Тезис Кертмана до него высказал, кстати, академик Тарле. Он также считал, что союз Германии с Англией неизбежно делал бы Германию "солдатом Англии на континенте" с перспективой войны против России постольку, поскольку Россия-де была связана союзом с Францией.

Если Евгений Викторович здесь что и доказал, так только то, насколько вредной и неестественной для России была её ориентация на Францию. Ведь без союза с Францией не могло быть и резкого ухудшения отношений с немцами.

А возможный союз немцев и англичан? Что ж, это был бы не лучший для России вариант, но и не смертельный. Конечно, при англо-немецкой "связке" России, например, были бы заказаны пути в Персию и ещё кое-куда…

Ну и что?

Нам нужен был иной путь – в глубь России, в глубь себя…

ОБЪЕКТИВНЫЕ условия для сближения Англии и Германии имелись, однако не на той базе, которую подразумевала Такман, да и сам Чемберлен. Чемберлен раз за разом считал, что возможно "генеральное соглашение между Германией, Англией и Америкой". Однако смысл имело бы лишь соглашение Англии и Германии против Америки.

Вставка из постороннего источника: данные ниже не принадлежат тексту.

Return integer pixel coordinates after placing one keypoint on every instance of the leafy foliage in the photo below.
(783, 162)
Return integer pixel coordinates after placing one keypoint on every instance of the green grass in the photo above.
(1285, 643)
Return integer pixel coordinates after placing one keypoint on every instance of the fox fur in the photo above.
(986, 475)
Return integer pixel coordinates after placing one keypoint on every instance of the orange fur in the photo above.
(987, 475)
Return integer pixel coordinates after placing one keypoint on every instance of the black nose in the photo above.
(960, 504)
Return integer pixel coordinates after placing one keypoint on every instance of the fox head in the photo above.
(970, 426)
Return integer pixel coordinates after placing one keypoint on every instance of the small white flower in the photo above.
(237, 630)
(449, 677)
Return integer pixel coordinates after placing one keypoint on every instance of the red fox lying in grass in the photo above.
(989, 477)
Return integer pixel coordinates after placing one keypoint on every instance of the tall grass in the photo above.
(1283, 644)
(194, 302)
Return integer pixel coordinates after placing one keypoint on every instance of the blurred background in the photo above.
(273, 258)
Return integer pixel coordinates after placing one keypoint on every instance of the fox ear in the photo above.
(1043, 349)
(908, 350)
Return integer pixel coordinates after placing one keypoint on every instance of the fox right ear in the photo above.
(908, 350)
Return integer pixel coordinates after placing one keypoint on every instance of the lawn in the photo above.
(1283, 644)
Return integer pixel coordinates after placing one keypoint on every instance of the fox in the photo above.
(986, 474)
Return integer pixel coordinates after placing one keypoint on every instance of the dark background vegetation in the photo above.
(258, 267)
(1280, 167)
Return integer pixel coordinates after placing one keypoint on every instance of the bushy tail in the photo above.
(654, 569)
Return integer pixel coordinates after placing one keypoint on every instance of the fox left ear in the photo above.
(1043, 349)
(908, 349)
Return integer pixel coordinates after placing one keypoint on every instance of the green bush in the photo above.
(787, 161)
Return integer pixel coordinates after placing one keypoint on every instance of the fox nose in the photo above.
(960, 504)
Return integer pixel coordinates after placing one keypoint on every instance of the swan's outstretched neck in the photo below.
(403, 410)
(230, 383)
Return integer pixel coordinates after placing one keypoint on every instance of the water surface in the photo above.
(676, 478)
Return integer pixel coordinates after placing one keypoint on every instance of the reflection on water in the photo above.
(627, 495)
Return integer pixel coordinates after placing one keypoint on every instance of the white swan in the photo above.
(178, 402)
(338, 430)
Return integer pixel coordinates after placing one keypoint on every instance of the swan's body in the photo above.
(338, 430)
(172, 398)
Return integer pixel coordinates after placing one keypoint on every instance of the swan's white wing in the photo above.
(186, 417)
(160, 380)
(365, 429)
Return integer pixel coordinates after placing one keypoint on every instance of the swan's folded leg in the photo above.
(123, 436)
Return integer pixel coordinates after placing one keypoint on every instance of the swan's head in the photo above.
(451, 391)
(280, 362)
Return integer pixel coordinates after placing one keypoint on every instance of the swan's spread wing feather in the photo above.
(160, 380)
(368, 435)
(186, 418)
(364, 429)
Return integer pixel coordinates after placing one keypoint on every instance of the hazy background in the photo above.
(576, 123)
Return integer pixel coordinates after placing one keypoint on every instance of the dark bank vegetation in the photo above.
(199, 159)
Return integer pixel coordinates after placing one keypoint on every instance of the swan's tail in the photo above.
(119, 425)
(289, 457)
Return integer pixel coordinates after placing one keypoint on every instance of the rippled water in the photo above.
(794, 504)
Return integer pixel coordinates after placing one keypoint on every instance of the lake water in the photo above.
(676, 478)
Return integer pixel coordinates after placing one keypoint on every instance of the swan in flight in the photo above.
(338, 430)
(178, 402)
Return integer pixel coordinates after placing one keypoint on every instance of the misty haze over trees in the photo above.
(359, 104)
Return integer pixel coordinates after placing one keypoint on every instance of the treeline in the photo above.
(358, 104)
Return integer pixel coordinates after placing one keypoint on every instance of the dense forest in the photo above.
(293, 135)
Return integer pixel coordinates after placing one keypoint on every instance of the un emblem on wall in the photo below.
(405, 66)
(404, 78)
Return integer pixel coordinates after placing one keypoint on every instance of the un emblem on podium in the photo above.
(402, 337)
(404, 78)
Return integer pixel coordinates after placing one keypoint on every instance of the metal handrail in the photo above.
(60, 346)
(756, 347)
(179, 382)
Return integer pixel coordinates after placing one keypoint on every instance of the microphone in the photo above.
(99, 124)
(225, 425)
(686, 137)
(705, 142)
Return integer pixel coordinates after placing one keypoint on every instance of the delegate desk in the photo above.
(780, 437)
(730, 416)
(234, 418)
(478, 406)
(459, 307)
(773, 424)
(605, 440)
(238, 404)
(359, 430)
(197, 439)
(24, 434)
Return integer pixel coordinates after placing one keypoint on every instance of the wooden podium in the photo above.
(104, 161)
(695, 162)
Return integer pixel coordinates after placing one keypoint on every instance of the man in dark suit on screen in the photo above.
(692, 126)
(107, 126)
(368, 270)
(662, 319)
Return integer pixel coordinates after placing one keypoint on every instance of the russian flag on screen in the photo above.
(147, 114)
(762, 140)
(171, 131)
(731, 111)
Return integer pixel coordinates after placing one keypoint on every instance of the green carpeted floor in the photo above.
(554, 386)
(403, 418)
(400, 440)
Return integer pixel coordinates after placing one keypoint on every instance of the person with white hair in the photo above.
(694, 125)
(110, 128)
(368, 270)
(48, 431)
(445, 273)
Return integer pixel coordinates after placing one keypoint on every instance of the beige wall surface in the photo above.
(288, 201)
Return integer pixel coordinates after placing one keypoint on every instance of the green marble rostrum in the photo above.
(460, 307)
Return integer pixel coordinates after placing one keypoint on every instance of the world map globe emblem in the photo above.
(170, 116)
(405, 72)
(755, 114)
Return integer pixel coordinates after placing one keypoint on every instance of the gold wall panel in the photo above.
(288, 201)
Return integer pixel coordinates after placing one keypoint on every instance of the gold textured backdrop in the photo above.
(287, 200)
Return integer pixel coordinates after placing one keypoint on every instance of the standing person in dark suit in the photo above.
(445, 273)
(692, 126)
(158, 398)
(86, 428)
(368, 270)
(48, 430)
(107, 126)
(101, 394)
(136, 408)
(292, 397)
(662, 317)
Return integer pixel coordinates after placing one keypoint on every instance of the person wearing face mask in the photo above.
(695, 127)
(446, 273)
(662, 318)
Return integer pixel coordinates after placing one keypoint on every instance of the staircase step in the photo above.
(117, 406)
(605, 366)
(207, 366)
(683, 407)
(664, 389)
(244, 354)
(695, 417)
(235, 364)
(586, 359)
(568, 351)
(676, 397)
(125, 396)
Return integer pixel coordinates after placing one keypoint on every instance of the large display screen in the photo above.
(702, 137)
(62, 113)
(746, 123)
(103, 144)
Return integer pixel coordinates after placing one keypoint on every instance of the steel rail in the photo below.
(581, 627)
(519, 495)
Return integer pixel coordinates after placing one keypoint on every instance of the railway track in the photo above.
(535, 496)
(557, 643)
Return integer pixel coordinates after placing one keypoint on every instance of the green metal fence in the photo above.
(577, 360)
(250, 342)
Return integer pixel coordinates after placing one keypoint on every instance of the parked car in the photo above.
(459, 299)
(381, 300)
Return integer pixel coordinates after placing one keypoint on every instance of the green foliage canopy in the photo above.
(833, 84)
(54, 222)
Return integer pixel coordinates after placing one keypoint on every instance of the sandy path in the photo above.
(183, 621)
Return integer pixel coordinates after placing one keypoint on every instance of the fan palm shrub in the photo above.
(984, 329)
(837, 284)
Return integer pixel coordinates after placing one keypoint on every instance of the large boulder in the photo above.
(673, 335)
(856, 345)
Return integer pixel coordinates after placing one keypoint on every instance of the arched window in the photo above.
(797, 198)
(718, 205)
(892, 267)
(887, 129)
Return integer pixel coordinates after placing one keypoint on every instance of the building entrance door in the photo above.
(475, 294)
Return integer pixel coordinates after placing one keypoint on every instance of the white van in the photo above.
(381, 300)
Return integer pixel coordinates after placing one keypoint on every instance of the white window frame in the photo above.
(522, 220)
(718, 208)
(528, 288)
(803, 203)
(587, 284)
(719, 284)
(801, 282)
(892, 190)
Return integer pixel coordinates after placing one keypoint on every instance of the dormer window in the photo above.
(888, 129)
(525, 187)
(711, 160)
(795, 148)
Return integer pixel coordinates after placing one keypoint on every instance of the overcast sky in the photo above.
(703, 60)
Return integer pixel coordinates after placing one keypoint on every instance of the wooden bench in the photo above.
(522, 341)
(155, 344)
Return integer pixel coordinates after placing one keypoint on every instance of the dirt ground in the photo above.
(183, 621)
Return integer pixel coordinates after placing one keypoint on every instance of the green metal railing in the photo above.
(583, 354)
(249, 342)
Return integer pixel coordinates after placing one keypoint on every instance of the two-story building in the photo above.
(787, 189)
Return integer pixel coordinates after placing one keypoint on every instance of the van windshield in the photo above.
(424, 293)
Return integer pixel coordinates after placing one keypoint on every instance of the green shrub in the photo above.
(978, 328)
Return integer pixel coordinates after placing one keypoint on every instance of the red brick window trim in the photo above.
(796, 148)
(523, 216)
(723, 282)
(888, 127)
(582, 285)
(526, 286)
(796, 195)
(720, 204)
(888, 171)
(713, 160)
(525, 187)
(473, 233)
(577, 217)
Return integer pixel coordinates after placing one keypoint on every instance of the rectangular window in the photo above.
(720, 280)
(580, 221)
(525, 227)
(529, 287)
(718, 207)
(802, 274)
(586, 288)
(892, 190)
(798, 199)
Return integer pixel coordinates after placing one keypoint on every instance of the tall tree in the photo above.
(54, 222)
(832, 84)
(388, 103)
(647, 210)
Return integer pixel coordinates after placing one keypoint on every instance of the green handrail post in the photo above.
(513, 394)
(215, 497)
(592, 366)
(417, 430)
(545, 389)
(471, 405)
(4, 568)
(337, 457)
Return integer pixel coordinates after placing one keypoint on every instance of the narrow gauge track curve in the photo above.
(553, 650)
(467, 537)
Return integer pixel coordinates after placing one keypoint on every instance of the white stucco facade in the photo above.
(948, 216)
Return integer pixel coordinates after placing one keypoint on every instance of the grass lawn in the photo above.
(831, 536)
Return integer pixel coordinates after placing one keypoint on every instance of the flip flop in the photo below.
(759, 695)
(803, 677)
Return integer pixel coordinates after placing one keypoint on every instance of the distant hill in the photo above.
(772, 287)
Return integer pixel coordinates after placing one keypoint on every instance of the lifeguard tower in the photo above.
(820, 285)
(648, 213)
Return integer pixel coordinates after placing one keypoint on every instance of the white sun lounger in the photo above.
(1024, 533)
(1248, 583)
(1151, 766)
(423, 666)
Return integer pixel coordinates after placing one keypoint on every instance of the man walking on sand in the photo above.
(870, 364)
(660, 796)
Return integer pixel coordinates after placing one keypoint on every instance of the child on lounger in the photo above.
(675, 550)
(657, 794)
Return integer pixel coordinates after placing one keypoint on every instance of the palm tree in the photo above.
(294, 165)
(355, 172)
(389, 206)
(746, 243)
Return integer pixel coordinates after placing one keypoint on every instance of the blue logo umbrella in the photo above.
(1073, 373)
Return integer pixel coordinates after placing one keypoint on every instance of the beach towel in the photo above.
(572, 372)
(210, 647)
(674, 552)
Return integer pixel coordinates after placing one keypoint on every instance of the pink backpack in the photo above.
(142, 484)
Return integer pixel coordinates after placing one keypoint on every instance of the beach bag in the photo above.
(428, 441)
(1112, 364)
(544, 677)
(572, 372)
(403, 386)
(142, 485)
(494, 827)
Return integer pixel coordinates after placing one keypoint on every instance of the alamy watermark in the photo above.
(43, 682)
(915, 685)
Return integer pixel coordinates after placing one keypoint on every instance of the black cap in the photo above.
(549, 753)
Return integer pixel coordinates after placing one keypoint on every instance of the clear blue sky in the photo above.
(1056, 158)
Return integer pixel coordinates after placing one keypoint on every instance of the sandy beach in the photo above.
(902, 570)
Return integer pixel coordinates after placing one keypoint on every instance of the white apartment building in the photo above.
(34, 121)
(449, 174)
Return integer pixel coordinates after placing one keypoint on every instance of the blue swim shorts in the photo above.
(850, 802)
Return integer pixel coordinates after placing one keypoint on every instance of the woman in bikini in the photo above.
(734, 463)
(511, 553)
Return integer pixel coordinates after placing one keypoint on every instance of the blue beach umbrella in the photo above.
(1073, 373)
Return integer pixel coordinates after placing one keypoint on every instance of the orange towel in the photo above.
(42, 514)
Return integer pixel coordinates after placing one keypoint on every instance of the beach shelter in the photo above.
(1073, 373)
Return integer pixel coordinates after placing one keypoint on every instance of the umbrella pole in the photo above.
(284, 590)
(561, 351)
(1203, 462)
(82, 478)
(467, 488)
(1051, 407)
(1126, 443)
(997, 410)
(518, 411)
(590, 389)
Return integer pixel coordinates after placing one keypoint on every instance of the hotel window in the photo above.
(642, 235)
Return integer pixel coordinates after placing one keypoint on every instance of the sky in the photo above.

Как бы то ни было, Англия развивалась естественно. И хотя она крепла за счёт колоний, но из своего дома она сама выходила во внешний мир. Германия тоже развивалась и крепла, используя внутренние силы прежде всего собственного народа. Это же можно было сказать и о других народах Земли, кроме…

Кроме двух – еврейского, саморассеявшегося по планете, и американского. Америка создавалась как своего рода "чёрная дыра", в которую проваливались части разных народов, всемирные ресурсы и золото… И своими успехами Америка была обязана чужим народам как минимум не меньше, чем собственному.

За океаном начиналась какая-то своя жизнь, но она не столько помогала жизни остального человечества, сколько обкрадывала и обсасывала её. Взамен этот странный, неестественный "народ" слишком часто не отдавал ничего, кроме выползающего из его "чёрной дыры" лицемерия, обрастающего золотой и стальной чешуей. Даже великие открытия американцев, меняющие к лучшему жизнь человека, делались нередко в чисто американской манере: наобум, но настырно и с размахом. Гудийр, например, отыскивая способ вулканизации резины, перепробовал полторы тысячи вариантов наугад, вплоть до подмешивания в смесь супов!

Да, Америка вырастала в великую державу и за счёт собственных усилий, но… Но вряд ли можно отрицать, что Англия и Германия оказались наиболее развитыми странами мира благодаря качествам самих английского и немецкого народов. Обе нации имели право сказать: "Мы развили нашу Родину сами, даже если средства для этого брали у других!". Американский же человеческий "коктейль" мог лишь драчливо заявлять: "А пошли вы все к чёрту!", потому что Америка развивалась в условиях искусственных, тепличных и уже поэтому неестественных.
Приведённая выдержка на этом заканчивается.